Very few people have ever heard me talk about my life in 2005. I was 18 then and lost. Searching for the usual things; love, god and direction. Like one famous founder of apple I also joined the Hare Krishnas in the search for all these answers. Those 12 months luckily took me on a roller coaster ride of a lifetime. The journey started from Mumbai, barely having arrived from a long distance sailing trip I was on a train to New Delhi with a train ticket. With me were two very devoted ‘devotees’ of the lord. Our plan was simple sleep in between berths and make it somehow to Delhi. To make it worse we were wearing a attire which would make us look even more foolish. Dhotis and a multicolor t shirt on top. Dinner time was spent trying to sell the ‘Bhagavad Gita’ to people who would just stare at us and wonder what has the world come to. The trip from New Delhi to Rishikesh was uneventful and so was the stay.
Our plan from there was pretty simple, somehow make it to Gangotri and then travel along mother ganga ‘till stocks last’. This was my first experience of the Himalayas, its deep valleys and intimidating peaks. However cliche it would sound, I was in love with the heights and equally intimidated. I would spend most of my time in the preaching sessions looking up at the peaks. My first experience where I was made to feel small. Never had I felt small in front of a 60 storey building but the magnanimity of those mountains got the best of my ego. And ego that would be humbled all along this journey again and again and again.

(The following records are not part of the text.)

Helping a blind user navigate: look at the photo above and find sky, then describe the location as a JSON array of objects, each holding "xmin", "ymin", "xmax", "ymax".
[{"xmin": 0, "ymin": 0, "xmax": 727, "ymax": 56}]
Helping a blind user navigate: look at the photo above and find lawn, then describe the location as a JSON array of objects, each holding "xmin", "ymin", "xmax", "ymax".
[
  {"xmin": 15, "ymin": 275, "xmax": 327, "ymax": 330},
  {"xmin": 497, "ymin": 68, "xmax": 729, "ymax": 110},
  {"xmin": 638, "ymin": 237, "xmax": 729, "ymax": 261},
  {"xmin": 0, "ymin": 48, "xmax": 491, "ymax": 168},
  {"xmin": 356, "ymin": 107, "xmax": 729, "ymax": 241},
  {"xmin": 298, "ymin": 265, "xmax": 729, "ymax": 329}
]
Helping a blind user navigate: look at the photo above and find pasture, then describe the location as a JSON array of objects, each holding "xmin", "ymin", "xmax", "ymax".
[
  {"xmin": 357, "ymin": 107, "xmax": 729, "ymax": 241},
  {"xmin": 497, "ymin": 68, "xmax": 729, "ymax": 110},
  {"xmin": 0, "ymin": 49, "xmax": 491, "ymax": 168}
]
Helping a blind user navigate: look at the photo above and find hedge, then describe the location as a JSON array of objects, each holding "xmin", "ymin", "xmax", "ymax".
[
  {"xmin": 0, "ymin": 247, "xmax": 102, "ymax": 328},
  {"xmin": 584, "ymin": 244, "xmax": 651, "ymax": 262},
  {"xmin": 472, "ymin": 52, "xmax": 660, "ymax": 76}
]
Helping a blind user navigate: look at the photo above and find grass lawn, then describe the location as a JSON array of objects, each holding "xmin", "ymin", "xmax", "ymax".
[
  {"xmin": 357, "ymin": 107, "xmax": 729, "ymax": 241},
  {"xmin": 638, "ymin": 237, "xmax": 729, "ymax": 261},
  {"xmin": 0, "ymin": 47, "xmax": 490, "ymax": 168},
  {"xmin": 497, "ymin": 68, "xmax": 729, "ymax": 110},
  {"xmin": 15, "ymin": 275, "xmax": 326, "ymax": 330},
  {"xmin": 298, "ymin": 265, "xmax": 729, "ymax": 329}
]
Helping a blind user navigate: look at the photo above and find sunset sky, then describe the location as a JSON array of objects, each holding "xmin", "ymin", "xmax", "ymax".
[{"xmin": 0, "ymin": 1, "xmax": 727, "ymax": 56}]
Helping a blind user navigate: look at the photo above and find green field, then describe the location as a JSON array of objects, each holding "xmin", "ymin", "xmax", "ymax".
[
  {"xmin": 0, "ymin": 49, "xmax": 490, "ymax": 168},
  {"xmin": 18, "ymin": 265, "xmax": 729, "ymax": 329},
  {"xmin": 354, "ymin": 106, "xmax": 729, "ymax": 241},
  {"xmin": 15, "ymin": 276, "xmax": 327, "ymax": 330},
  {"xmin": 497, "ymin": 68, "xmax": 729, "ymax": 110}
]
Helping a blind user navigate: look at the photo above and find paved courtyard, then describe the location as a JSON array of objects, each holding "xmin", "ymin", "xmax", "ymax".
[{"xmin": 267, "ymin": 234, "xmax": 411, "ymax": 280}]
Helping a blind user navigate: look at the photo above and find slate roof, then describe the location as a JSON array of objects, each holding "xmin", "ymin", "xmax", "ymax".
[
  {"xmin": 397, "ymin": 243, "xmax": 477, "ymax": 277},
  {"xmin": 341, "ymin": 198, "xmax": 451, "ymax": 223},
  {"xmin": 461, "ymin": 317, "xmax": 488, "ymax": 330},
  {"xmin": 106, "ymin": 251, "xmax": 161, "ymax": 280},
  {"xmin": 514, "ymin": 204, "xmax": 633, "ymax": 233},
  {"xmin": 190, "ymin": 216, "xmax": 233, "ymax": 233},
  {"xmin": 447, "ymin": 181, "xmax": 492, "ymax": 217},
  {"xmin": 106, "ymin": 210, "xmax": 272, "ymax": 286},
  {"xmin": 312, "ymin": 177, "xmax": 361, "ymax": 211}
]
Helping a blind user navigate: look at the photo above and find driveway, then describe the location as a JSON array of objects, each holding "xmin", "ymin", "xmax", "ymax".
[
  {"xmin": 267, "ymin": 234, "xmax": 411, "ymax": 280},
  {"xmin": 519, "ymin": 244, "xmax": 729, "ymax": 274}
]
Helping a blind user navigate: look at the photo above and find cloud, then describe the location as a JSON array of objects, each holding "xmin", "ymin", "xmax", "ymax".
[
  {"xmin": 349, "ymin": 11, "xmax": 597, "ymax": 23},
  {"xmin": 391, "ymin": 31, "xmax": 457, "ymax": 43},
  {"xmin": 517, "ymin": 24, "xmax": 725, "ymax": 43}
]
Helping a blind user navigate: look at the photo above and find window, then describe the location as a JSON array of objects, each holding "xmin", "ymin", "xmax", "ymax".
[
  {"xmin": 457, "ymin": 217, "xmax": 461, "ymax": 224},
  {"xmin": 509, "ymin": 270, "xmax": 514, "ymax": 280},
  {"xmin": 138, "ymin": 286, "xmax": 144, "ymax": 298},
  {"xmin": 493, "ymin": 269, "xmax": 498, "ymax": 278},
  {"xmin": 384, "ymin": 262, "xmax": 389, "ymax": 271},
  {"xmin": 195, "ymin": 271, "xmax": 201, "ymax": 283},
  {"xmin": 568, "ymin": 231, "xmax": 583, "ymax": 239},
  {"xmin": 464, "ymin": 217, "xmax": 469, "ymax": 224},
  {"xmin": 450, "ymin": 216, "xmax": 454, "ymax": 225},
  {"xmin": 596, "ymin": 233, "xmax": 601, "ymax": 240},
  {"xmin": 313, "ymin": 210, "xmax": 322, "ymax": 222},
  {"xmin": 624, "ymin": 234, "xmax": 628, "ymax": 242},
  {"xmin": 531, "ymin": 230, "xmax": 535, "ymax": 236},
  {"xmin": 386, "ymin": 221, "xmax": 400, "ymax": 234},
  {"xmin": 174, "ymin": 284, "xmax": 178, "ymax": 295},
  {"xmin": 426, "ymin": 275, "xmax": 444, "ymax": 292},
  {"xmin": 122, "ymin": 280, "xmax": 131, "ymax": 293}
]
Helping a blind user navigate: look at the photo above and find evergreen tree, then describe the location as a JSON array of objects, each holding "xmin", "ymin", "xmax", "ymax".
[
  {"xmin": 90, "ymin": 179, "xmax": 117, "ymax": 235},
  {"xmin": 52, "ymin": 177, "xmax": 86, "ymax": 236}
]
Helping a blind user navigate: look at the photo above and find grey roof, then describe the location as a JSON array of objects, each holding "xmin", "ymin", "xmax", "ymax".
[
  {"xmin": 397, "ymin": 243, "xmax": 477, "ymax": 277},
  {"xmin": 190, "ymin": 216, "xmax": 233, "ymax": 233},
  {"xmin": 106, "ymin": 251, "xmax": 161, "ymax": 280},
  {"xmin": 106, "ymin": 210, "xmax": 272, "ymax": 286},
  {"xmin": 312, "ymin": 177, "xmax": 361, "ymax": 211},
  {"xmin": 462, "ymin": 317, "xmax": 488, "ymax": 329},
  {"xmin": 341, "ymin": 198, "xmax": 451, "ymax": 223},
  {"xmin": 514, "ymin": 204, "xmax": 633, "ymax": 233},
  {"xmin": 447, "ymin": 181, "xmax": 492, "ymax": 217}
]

Next stop was Benaras. One of the few places in this planet I can never describe in words. The complex relations between the thousands of variables in our culture was on showcase right there. I would find myself often on the opposite banks just staring at lights and soaking in the magic they call religion. One of the ghats I was told was built by my ancestors. I could not sleep the whole of that night. At 4am in the morning I was up determined and like a film hero I wanted to make that dip historic. Proclaiming to my friends that a Shinde had arrived with my pseudo royal blood. Back in 2005 they did not have a mechanism to remove dead bodies from the water before they reached the ghats. Well the man with the royal blood did the scare of his lifetime that morning. The water was as cold as the water had been in Rishikesh and Haridwar. The brave Shinde dipped his feet in and with two long steps was waist deep in the water. And now with the next dip it was time for Gaurav Shinde to reclaim Scindia Ghat. Submerged with adrenaline at its highest I came back up. To my horror I had also pulled up a hand of a dead body. My reactions were natural to that of a teen, but not at all living up to honor my bloodline. Not even the high mountains or waves as high as a two storey building had ever scared the living daylights out of me as that moment had. God had devised a wicked plan to humble my ego and he was doing a good job.

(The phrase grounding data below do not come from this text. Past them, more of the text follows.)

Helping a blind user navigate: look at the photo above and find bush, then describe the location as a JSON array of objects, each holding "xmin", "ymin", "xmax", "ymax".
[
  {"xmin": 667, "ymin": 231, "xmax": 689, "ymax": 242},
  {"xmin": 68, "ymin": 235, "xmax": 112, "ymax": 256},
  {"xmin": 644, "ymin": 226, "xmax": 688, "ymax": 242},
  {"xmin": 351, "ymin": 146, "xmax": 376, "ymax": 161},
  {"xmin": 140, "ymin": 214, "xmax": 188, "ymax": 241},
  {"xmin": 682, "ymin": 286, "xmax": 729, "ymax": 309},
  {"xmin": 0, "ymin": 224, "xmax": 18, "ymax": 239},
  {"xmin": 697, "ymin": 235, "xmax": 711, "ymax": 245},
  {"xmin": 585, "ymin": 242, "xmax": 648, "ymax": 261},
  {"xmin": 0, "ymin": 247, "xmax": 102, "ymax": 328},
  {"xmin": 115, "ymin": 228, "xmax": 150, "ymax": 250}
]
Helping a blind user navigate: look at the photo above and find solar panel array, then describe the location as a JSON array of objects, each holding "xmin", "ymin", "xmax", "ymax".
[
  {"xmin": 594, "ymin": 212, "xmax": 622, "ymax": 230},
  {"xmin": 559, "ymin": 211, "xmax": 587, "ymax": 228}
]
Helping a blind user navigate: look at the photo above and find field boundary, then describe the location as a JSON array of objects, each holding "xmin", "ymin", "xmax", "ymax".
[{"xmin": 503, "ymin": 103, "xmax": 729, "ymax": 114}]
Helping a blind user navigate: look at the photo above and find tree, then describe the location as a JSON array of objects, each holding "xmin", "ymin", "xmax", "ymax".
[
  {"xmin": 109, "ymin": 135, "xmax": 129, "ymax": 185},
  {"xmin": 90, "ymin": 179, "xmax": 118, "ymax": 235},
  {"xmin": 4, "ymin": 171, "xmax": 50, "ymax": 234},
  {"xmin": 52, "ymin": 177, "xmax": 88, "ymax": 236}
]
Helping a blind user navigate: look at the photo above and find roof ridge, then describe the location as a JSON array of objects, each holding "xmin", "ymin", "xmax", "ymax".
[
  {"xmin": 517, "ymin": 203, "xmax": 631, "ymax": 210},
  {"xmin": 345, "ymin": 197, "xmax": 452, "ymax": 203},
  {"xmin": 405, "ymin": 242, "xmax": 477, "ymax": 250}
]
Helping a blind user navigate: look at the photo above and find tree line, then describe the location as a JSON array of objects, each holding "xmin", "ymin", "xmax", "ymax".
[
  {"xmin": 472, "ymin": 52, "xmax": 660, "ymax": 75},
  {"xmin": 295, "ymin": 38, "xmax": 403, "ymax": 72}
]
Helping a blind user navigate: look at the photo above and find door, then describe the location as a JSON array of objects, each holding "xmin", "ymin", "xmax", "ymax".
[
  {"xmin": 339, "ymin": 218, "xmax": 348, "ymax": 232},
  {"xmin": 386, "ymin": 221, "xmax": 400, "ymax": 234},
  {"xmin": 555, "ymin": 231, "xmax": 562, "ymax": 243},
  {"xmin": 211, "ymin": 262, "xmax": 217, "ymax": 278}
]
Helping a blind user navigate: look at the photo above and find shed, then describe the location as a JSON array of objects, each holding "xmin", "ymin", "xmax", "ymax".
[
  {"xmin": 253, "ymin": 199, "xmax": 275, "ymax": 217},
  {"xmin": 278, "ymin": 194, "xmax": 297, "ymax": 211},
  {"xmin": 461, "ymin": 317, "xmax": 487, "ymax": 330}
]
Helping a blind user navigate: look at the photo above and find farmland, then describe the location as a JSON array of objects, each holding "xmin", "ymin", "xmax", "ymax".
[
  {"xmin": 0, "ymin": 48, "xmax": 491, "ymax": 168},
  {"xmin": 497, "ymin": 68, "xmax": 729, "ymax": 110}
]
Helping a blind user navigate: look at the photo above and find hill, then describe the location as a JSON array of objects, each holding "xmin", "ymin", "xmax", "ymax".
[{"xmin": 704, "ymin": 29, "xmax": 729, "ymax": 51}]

Luckily the two months were pretty uneventful. Visit to Mathura, Gaya, Puri were as wonderful as they could get. Cleaning the floors of the Jagannath temple in Puri was a part of our self inculcated austerity drive. I still refuse to accept that I had got carried away with the Hare Krishna ideology while trying to sweep floors, dancing through the streets and preaching to people who actually only were listening to me for the food that followed. It was an inner drive beyond reasoning. This year was as epic for my life as it could be and the last months deserve a post for each of those months spent in the search for isolation and freedom.